22/95, do Senado Federal
PLS N° 22/96
Dispõe sobre os documentos produzidos e os arquivados em meios eletrônicos e dá outras providências.
( A COMISSÃO DE CONSTITUIÇÃO E JUSTIÇA E DE REDAÇÃO (ART. 54) - ART. 24, II)
O Congresso Nacional decreta:
Art. 1° É autorizado em todo o território nacional o arquivamento em meio eletrônico de informações, dados, imagens e quaisquer outros documentos que constituam o acervo documental das empresas privadas e órgãos e entidades da Administração Pública Federal, Estadual e Municipal direta e indireta, das fundações instituídas ou mantidas pelo Poder Público e demais organizações sobre controle direto ou indireto da União e do Distrito Federal, garantida a integridade do acervo.

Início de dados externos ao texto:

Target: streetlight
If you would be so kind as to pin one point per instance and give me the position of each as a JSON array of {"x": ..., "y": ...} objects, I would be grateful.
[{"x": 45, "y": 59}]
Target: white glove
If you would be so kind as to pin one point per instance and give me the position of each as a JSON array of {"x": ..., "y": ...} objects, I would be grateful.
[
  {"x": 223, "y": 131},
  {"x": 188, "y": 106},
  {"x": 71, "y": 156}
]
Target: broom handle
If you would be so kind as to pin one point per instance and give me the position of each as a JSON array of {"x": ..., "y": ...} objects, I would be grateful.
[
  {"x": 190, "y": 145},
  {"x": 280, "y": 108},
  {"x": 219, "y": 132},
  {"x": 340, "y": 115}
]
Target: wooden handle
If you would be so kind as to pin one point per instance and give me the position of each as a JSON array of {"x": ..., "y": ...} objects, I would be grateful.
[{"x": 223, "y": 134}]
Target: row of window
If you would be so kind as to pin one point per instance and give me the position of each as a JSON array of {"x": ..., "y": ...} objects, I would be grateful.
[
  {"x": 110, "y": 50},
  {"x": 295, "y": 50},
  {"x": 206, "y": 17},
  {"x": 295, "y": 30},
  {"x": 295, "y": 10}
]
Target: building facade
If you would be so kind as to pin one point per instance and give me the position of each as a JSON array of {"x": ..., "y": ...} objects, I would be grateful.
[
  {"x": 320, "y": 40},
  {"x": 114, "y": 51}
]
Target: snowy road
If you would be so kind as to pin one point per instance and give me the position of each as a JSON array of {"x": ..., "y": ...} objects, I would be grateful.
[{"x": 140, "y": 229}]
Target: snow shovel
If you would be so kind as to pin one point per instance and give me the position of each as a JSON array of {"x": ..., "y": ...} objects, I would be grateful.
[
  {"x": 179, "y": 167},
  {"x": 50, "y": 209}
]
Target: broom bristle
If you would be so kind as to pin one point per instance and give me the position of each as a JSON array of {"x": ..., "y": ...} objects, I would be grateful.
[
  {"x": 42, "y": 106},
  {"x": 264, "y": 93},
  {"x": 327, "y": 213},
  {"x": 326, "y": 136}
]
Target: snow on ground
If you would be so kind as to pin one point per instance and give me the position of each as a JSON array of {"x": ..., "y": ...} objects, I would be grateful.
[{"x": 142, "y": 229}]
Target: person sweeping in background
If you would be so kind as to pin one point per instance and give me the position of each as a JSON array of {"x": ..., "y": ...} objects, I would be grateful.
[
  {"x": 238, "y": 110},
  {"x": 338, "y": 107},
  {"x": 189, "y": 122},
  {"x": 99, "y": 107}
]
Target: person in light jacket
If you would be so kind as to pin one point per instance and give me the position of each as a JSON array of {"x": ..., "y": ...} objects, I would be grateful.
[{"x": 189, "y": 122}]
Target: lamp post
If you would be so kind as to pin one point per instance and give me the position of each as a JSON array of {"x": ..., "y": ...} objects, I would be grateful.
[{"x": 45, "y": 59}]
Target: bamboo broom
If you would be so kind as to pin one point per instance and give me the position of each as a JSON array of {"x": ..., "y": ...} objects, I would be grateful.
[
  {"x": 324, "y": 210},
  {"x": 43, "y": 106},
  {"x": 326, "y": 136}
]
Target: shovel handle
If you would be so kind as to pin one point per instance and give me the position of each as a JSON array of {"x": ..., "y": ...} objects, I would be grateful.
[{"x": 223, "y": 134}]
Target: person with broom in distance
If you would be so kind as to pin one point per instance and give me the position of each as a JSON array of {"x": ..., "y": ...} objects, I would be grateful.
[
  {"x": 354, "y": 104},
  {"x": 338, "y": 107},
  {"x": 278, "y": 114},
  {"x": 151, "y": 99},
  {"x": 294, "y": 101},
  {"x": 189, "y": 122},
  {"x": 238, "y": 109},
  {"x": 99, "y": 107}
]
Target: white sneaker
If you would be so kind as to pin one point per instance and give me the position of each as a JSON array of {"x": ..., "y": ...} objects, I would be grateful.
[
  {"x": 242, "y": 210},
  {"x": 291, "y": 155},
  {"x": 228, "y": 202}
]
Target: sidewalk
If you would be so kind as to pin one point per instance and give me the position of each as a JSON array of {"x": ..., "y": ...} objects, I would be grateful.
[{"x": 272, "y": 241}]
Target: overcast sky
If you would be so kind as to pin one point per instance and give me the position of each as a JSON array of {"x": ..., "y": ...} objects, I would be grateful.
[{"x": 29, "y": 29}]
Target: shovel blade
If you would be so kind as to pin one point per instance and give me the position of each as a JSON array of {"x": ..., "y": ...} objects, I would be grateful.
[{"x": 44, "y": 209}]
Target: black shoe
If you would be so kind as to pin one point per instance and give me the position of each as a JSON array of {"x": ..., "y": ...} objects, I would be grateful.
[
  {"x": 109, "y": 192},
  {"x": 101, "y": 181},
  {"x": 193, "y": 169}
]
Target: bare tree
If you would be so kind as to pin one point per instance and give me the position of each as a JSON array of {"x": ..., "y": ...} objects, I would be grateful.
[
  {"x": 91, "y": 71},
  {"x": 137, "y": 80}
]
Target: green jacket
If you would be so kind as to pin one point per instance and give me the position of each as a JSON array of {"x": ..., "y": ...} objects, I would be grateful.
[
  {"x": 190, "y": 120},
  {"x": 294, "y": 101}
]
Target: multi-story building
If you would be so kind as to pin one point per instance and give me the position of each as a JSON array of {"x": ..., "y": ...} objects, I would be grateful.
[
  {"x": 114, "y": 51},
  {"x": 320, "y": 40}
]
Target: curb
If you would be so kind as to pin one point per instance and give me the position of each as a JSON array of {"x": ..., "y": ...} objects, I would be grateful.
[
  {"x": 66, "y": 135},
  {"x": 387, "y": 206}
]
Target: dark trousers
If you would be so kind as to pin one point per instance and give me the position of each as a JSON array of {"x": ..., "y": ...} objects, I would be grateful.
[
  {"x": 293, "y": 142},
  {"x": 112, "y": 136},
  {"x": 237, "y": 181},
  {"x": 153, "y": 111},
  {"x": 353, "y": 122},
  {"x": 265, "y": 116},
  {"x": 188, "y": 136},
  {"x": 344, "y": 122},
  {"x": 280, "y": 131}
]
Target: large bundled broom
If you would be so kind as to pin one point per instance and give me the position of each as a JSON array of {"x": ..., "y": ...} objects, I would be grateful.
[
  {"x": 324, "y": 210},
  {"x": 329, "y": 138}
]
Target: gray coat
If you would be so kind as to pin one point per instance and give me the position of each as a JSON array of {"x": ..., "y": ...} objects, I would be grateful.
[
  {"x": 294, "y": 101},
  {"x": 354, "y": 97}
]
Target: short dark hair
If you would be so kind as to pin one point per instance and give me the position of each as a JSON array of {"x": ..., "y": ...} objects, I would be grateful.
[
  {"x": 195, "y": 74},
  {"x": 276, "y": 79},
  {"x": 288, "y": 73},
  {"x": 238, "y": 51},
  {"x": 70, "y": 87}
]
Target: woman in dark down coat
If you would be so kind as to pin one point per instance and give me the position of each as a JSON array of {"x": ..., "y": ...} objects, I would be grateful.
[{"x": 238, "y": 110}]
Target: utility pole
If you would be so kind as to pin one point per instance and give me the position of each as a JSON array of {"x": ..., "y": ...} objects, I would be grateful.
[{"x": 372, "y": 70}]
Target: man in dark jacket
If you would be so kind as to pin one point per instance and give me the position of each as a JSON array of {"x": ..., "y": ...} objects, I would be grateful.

§ 1 O arquivamento de documentos em meio eletrônico dependerá de disciplinamento próprio nas empresas privadas e órgãos de entidades da Administração Pública Federal, Estadual e Municipal direta e indireta, das fundações instituídas ou mantidas pelo Poder Público e demais organizações sobre controle direto ou indireto da União e do Distrito Federal, observando o que determina o decreto regulamentador específico.

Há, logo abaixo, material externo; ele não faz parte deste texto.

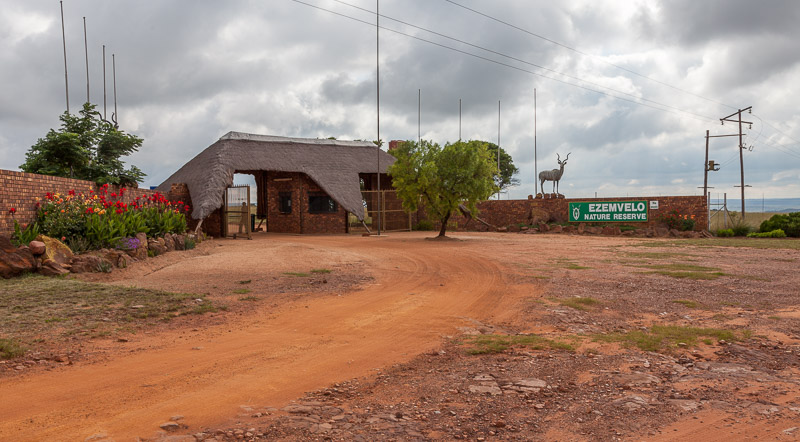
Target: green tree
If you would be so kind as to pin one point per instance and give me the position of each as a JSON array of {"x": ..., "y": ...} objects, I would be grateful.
[
  {"x": 508, "y": 170},
  {"x": 85, "y": 147},
  {"x": 443, "y": 177}
]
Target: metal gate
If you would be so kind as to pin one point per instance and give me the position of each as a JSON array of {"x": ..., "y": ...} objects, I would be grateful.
[
  {"x": 236, "y": 214},
  {"x": 392, "y": 216}
]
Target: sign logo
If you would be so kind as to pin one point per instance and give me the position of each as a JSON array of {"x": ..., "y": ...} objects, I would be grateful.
[{"x": 608, "y": 211}]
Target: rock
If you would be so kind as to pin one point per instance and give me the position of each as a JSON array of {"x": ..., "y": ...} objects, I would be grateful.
[
  {"x": 37, "y": 247},
  {"x": 180, "y": 242},
  {"x": 493, "y": 390},
  {"x": 52, "y": 268},
  {"x": 169, "y": 242},
  {"x": 170, "y": 426},
  {"x": 13, "y": 261},
  {"x": 56, "y": 251},
  {"x": 86, "y": 263}
]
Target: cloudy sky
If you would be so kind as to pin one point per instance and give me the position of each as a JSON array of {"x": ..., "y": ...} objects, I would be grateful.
[{"x": 627, "y": 87}]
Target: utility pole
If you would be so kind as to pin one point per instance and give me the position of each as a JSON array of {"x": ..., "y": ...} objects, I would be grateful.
[{"x": 741, "y": 144}]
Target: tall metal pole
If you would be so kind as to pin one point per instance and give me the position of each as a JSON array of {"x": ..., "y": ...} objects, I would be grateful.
[
  {"x": 104, "y": 83},
  {"x": 114, "y": 76},
  {"x": 378, "y": 84},
  {"x": 498, "y": 145},
  {"x": 741, "y": 160},
  {"x": 459, "y": 119},
  {"x": 705, "y": 169},
  {"x": 64, "y": 41},
  {"x": 86, "y": 52}
]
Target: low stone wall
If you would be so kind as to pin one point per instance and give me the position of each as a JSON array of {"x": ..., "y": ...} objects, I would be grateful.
[
  {"x": 19, "y": 190},
  {"x": 505, "y": 213}
]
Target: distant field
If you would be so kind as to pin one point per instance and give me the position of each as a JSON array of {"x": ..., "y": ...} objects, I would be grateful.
[{"x": 753, "y": 219}]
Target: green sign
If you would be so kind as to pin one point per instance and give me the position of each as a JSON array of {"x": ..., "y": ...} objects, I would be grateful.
[{"x": 608, "y": 211}]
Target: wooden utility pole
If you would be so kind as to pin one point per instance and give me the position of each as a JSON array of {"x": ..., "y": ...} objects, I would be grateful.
[{"x": 741, "y": 145}]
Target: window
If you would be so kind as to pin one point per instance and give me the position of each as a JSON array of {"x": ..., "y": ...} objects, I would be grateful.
[
  {"x": 321, "y": 204},
  {"x": 285, "y": 202}
]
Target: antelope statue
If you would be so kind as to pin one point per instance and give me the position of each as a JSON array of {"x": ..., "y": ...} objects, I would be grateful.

§ 2° Os registros originais, independentemente de seus suportes ou meio onde foram gerados, após serem arquivados eletronicamente, poderão, a critério da autoridade competente, ser eliminados ou transferidos para outro suporte e local, observada a legislação pertinente.
§ 3° Para os efeitos de preservação da integridade dos documentos, o meio eletrônico utilizado, qualquer que seja sua forma ou natureza, deverá garantir a autenticidade, a indelibilidade e a confidencialidade dos documentos, protegendo-os contra todo o acesso, uso, alteração de conteúdo ou qualidade, reprodução, e destruição não autorizadas.
§ 4° Terão valor probante, em juízo ou fora dele, as reproduções obtidas do sistema de arquivamento eletrônico, desde que sejam perfeitamente legíveis e fiéis aos respectivos registros originais e atendam ao decreto regulamentador especifico.
Art. 2° As unidades da Administração Pública direta e indireta, as fundações e organizações sob controle direto ou indireto da União, Distrito Federal, Estados e Municípios e as empresas privadas para se utilizarem de sistema de arquivamento eletrônico deverão manter procedimentos voltados à gestão de seus documentos, conforme a sua conveniência e preceituado em Lei.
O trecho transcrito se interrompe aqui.